Fender Lead II: The American Guitar with a Japanese Soul
Fender LEAD II
Recently, a client brought me this baby, and I say "baby" literally because this guitar looks and feels small. To my knowledge, I don't remember having one of these in my shop before, so I’ll pretend I’m a virgin again and just act like I’ve never experienced a Fender Lead II.
Now, this is the part where I’m supposed to Google the guitar and then paste the data here like I know every instrument ever made. (Remind me to paste text here). Nah, you can do that job on your own. I’m only going to give you the facts as I experienced them.
Fender LEAD II
As I said at the beginning, the guitar feels small. I don’t know who the target audience was for this model, but apparently, it wasn’t students. It has a standard Fender 25.5” scale, but the guitar just feels Japanese. It’s like Fender CBS was trying to mimic Japanese guitars; perhaps that was the whole point, to be honest. If you’ve tried late '70s or early '80s guitars from Japan, you know exactly what I mean, and that’s a weird vibe for a USA Fender.
Moving on to the neck: we find a bone nut and vintage frets, though they aren’t super skinny; they’re a bit taller, I’d say. Even though it’s a CBS-era guitar, it has a "normal" small headstock. The finish is polyester, and they decided to go with that vintage-style construction where the truss rod access is at the heel. It’s a narrow neck, very compact indeed, but comfortable. While it was in the shop, it was really nice to play. I can't say if the narrow width would become a hindrance after a while, especially since I’m biased toward "baseball bat" style necks.
Continuing to the body, but before we get into it, I noticed a flaw. There’s a gap between the width of the neck heel and the neck pocket. The pocket was wider by about 3mm to 4mm in total. A factory flaw, or just a hmmm... fuck up?
According to my secret sources (Google), the body is made of Ash. But there’s ash, and then there’s ash. In this case, they used light, good-quality wood. The body thickness, again, reminds me of a Japanese guitar. As you can see in the pictures, you could add a humbucker if you wanted to since it’s already routed for it. However, the routing isn't very deep, so a P90 or even a Jazzmaster pickup might fit better than a deep humbucker in that shallow cavity. Regardless, it’s a comfortable body, light and resonant.
The hardware is pretty much standard for the era. Good quality vintage-style tuners, which I just love. I couldn’t care less for modern locking tuners; changing strings here is easy and they hold tuning perfectly. But hey, there’s always a YouTuber telling you that stainless steel frets and locking tuners are a "must" on every guitar, right?
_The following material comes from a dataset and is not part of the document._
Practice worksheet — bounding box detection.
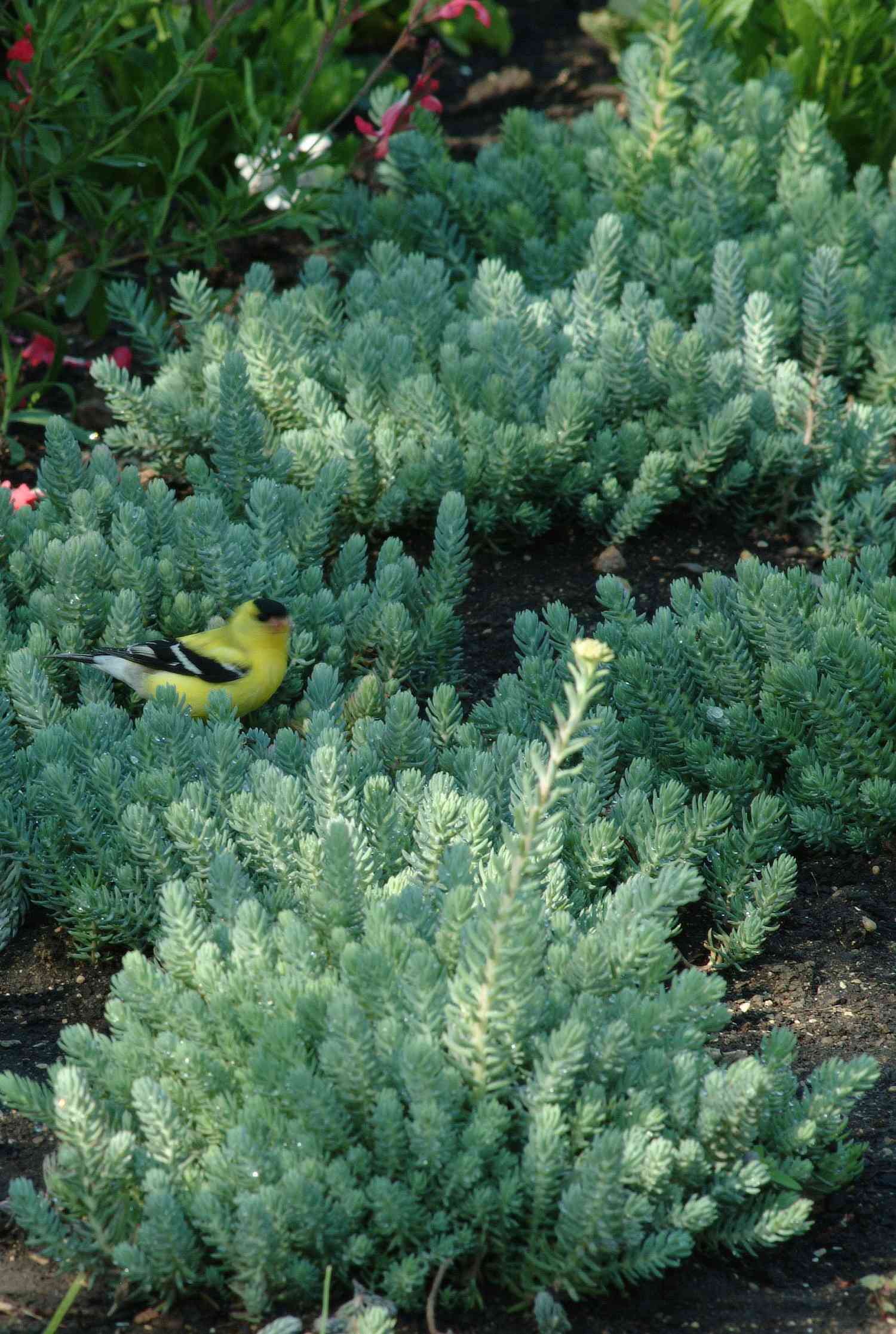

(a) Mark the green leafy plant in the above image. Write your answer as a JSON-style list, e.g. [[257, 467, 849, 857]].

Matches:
[[0, 640, 877, 1330], [581, 0, 896, 170]]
It has a fixed bridge with era-correct saddles, not much to add there, they just work, with a string-through-body setup.
As for the electronics, starting with the "guts," everything is good quality. There are some odd choices like a phase switch, oddities of the era, I guess. The toggle switches are really small too, but they have a good action and a satisfying click. Now, looking at the pickups, you'd probably think they’d sound weak or cheap. But nope—they were a great surprise. Fat, mid-focused, and they’d probably go crazy with some good gain. I don't test guitars with high gain, though; for me, it’s all about that range from "dirty clean" to "crystal clean," and in that realm, these pickups did a fantastic job.
In terms of playability, it’s just a great guitar. It plays effortlessly—comfortable, nimble, and it doesn’t fight back. Like the name says: LEAD. To me, it feels more like a guitar for soloing than for chugging riffs, but that’s just my opinion from the short time I had it.
Would I go out and hunt one down to keep at home? Not really, to be honest. I mean, in a parallel universe where I can have everything I want, why not? But in this one, I try to lean more toward "needs" (which is BS, let’s be real—no one needs more than one guitar). But it’s a fun guitar, and surprisingly enjoyable for a USA Fender trying to be Japanese.
I know that around 2020, Fender made a MIM version of this, but I’ve never seen one in person so I can't comment on those. My guess is there are still plenty of these USA Leads floating around. So, if narrow necks and light bodies are your thing, give one a try. You might be surprised, just like I was.